Software Restriction Policies allow you to force specific applications to run with a restricted token. As Michael explained it with AD GPOs, I’ll show it with local policies.
Enable SAFER policies for SRPs by adding DWORD registry key Levels (value 0×31000) to HKLM\SOFTWARE\Policies\Microsoft\Windows\Safer\CodeIdentifiers:

Start the Local Security Policy administration tool and go to the Software Restriction Policies. You’ll have to create new policies if this is the first time you configure SRPs.

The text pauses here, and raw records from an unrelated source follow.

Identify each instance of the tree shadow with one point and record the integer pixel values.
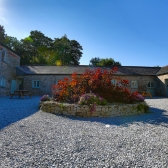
(15, 109)
(155, 116)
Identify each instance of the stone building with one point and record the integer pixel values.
(9, 60)
(39, 79)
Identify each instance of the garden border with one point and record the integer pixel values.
(111, 110)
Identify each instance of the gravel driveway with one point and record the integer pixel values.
(32, 138)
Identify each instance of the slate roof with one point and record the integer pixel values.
(8, 48)
(163, 70)
(67, 70)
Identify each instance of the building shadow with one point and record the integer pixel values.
(155, 116)
(15, 109)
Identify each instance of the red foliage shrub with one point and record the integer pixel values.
(98, 81)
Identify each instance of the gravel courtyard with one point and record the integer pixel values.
(32, 138)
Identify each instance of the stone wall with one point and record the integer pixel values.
(113, 110)
(142, 81)
(161, 84)
(7, 69)
(46, 82)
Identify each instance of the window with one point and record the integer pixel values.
(134, 84)
(3, 82)
(114, 82)
(35, 84)
(4, 56)
(150, 84)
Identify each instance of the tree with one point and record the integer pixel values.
(95, 61)
(12, 42)
(104, 62)
(40, 49)
(30, 47)
(68, 51)
(2, 34)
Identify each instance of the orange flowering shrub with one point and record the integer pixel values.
(97, 81)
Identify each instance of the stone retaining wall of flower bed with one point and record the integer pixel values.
(112, 110)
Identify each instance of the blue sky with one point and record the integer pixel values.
(133, 32)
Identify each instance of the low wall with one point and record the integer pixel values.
(112, 110)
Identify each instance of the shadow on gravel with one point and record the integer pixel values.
(156, 116)
(15, 109)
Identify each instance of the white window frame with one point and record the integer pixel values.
(114, 82)
(35, 84)
(3, 82)
(134, 84)
(150, 84)
(4, 57)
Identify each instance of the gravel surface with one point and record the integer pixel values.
(32, 138)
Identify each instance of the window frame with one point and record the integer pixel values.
(3, 82)
(114, 82)
(134, 84)
(150, 84)
(4, 54)
(35, 84)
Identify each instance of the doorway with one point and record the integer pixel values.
(13, 86)
(166, 84)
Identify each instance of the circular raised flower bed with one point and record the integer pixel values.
(110, 110)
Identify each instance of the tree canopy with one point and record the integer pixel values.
(104, 62)
(40, 49)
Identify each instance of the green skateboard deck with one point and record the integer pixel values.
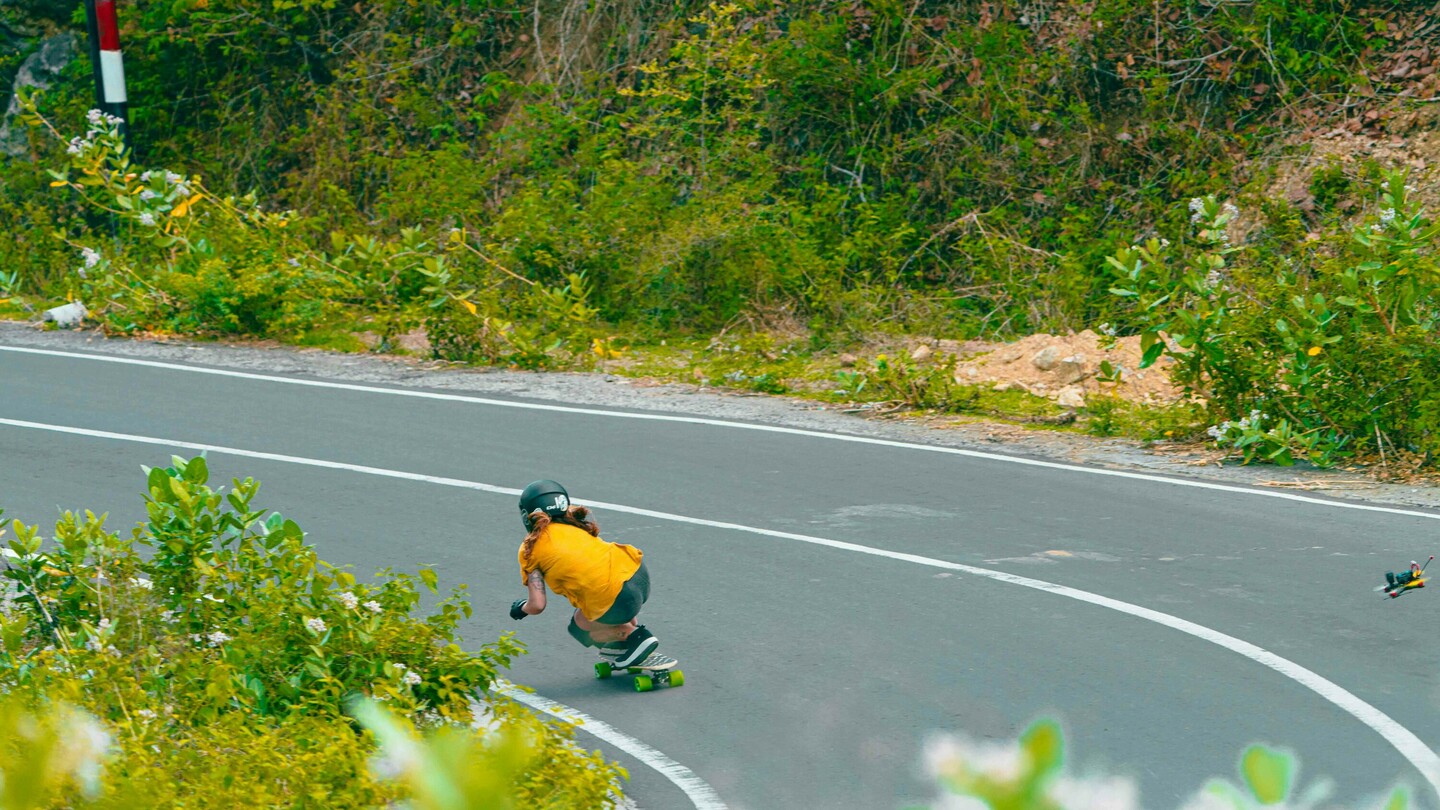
(654, 672)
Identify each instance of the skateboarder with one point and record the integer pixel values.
(606, 582)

Create a new rule in Additional Rules. We’ll identify the application to restrict by its path and name, so create a Path Rule:

For the security level, select Basic User:

If you have no Basic User option, you forgot to update the registry before launching the administration tool:

Select the application to restrict:

This rule will force Adobe Reader to run with a restricted token:

Writing to SYSTEM32 is denied:

Quickpost info
why not run using psexec utility from sysinternals like, “psexec.exe -l -d “
Comment by karthik — Monday 28 September 2009 @ 21:24
@karthik
We want to restrict the token of the process which ever way the application is launched. For malicious documents, the “reader application” can be started in many different ways:
1) Double-clicking the document in Windows Explorer.
2) Opening the document in your browser
3) opening the document in your e-mail client
…
For every of these cases, you want the application to run with restricted rights. So psexec is a solution, if you can configure your system to execute psexec for all of these different cases.
That’s why I talked about StripMyRights and the Image Execution registry entry. Because that’s one of the methods to make sure StripMyRights will proxy your application. Have you tested psexec with the Image Execution method? If it supports it, you can use it in stead of StripMyRights.
SAFER offers the advantage that you don’t need a proxy application to start the vulnerable application, and that it can be deployed with AD.
Comment by Didier Stevens — Monday 28 September 2009 @ 21:36
I see your point, agreed that AD GPO’s is much elegant solution. I generally launch (just configure short cuts once) my email client, browser, IM client (basically all that connect to internet) with stripped down privileges, so all their child processes also gets privileges stripped.
and I dont like windows explorer, its crappy and heavy. i use blackbox shell instead.
your posts are very helpful, i enjoy reading it. thanks.